The scandal surrounding the notorious gun-tracking program Fast and Furious continues to percolate. Attorney General
Eric Holder received numerous memos about the operation from senior Justice Department staffers months before he said he first learned of it, documents show,
according to The Hill.
Holder testified before the House Judiciary Committee in May that he had only recently become aware of the Bureau of Alcohol, Tobacco, Firearms and Explosives’ (ATF’s) program.
“I’m not sure of the exact date, but I probably heard about Fast and Furious for the first time over the last few weeks,” Holder said in response to a question from Rep. Darrell Issa, R-Calif.
But Assistant Attorney General Lanny Breuer informed Holder of a sealed indictment against accused gun traffickers in Arizona by the DOJ’s organized crime and gang section in a memo from November 2010.

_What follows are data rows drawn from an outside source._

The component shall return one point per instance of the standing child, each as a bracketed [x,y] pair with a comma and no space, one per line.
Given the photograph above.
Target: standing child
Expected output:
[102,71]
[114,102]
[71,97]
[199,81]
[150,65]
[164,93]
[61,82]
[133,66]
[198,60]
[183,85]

Breuer wrote that the indictment would stay under wraps “until another investigation, Phoenix-based ‘Operation Fast and Furious,’ is ready for takedown.”
And Michael Walther, director of the National Drug Intelligence Center (NDIC), told Holder in a July 2010 memo that NDIC and a Phoenix drug enforcement task force would assist the ATF with an investigation of a suspected gun trafficker, Manuel Celis-Acosta, as part of operation Fast and Furious.
“This investigation, initiated in September 2009 in conjunction with the Drug Enforcement Administration, Immigration and Customs Enforcement and the Phoenix police department, involves a Phoenix-based firearms trafficking ring,” the memo read.
“Celis-Acosta and [redacted] straw purchasers are responsible for the purchase of 1,500 firearms that were then supplied to Mexican drug trafficking cartels.”
DOJ officials told CBS that Holder misunderstood Issa’s question and that he had surface knowledge of Fast and Furious, but didn’t know the details.
A former DOJ official told Fox News that Holder receives dozens of memos every week and probably doesn’t have time to read all of them.
Fast and Furious involved the sale of thousands of guns in the Southwest to buyers for Mexican drug cartels and may have contributed to the murder of Border Patrol Agent Brian Terry.